The Desperate Waves of Venture Capital

The Desperate Waves of Venture Capital

VCs are widely perceived to be groupthink aficionados. (What do we invest in? Whatever they are investing in next door!) There is some truth to this notion — clearly, many investments are thesis driven, and intelligent investors are going to recognize the same trends in the marketplace and reach similar conclusions.

One aspect of that groupthink that is lesser noticed is the groupthink among founders. Hundreds of startups don't just materialize out of thin air — founders have to conceive and build their products. They see the same trends in the marketplace as investors, so as an ecosystem, everyone ends up on the same wavelength pretty quickly.

Nowhere is this more obvious than in the the Great Bots Startup Explosion of the past twelve months. There doesn't seem to be a day that goes by than I don't receive some fundraise deck for another take on the future of our bot economy. Unfortunately, the "bot economy" is a bit like the economy of East Timor — it literally exists, albeit so small that it probably is irrelevant (and probably for some time!)

Desperate Waves

Why then have investors and founders spent so much time on the space?

VCs have gotten more sophisticated in our understanding of where returns come from in the technology space. We now understand that with massive outliers, most of the returns in our industry come in "waves": changes to technology that disrupt old companies and ensure that new startups can pick up wallet share or eyeballs from incumbents.

In the 1990s, the wave was the Internet, which upended traditional consumer and enterprise businesses almost completely. In the 2000s, we had the combination of social, mobile, and cloud (which also includes SaaS) — absolute tidal waves that completely refactored whole industries. Ten years ago, there were no iPhones, barely Amazon Web Services, and Facebook had barely reached its infancy. It's almost hard to imagine that time today.

VCs need waves of change to drive returns, so we are always on the hunt for the next tidal wave. We were fortunate for ten years starting in the mid-2000s to be living during one of the most transformative times in technology. But those waves are starting to really ebb as maturation and saturation reach their peak.

Thus, investors are hyper alert to anything that might be the next change. Take deep learning. It's a new model in artificial intelligence (actually, it's not that new, but the processing power to operate it is now more commonly accessible). The thinking went from "this is academically interesting" to "this will completely transform every industry in the economy," almost overnight. Now I have seen dozens of fundraise decks that mention "deep learning" as one of their key features.
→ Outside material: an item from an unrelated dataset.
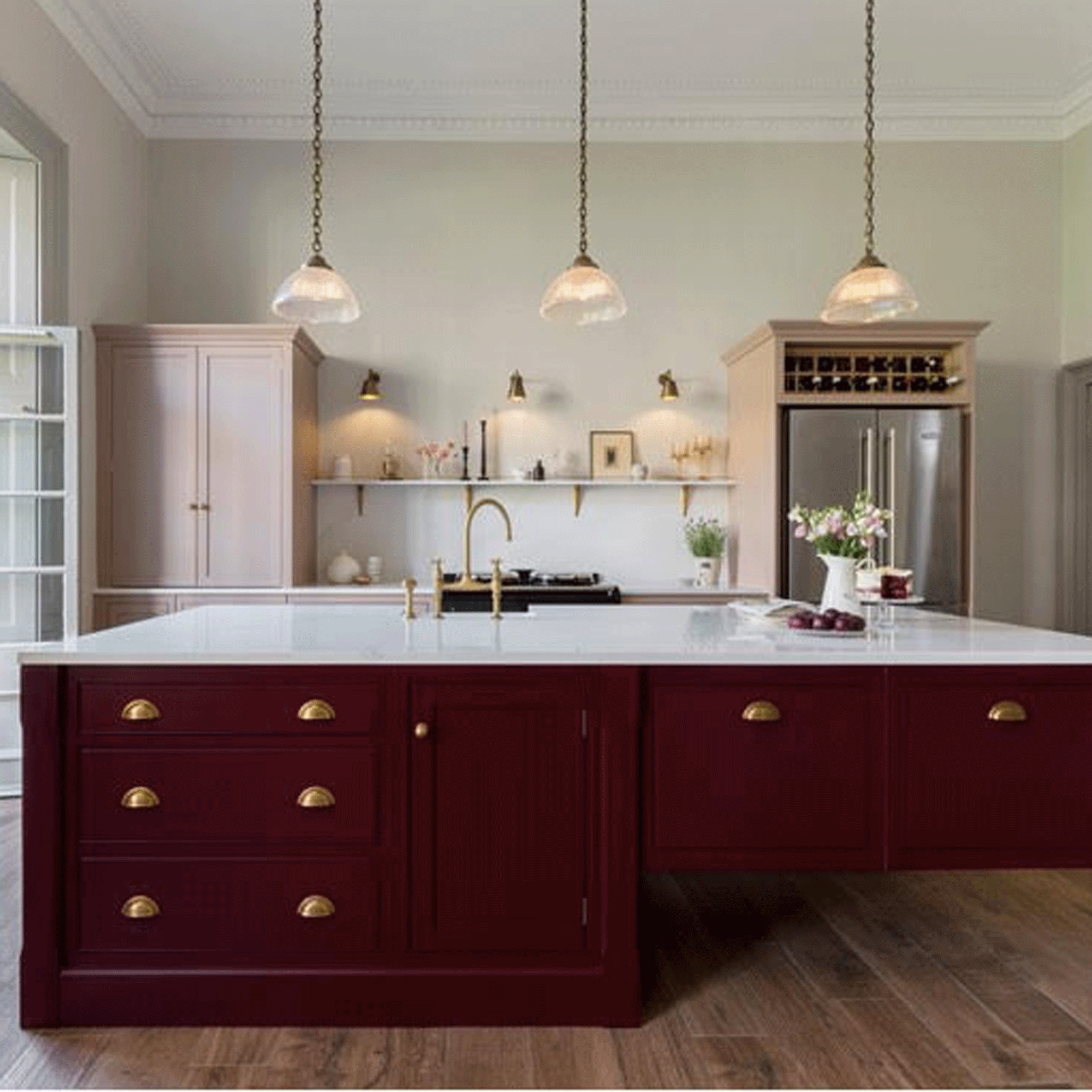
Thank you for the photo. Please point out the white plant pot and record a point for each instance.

When we look at the waves that investors are interested in now like artificial intelligence/machine learning, bots, cryptographic currencies, virtual reality, containers, and more, we face a real problem: all of these trends are just super early. Not every startup in these categories are too early mind you, but it is hard to see how several hundred bot startups are going to find traction in the next 24 months.

The issue isn't that these new waves aren't meaningful; indeed, they may be just as fundamental as cloud and mobile were ten years ago. Instead, the problem is that VCs are jumping on top of these waves with such alacrity that new technologies barely have time to breathe before the money just starts to dump on them. It's the same story with bots, deep learning, containers in enterprise, and more. Like a mid-30s gent who suddenly realizes that the marriage market is losing its liquidity, VCs are glomming on to any trend that might just be the ticket to riches.

The answer is to take a step back and breathe. Each of these waves is super early and in its infancy, and each of them is going to have to mature over the next few years. The virtual reality company to invest in may be here today, or it might be here five years from now. I won't necessarily follow the wave up, but I also won't follow the wave back down.

If anything, that should hearten founders who are entering spaces that are already insanely competitive. The "one" can come at any time, and investors need to be more steady in reading the markets. Let the waves happen organically, without juicing them too early with capital showers. Innovation is hardly dead, but it does take time.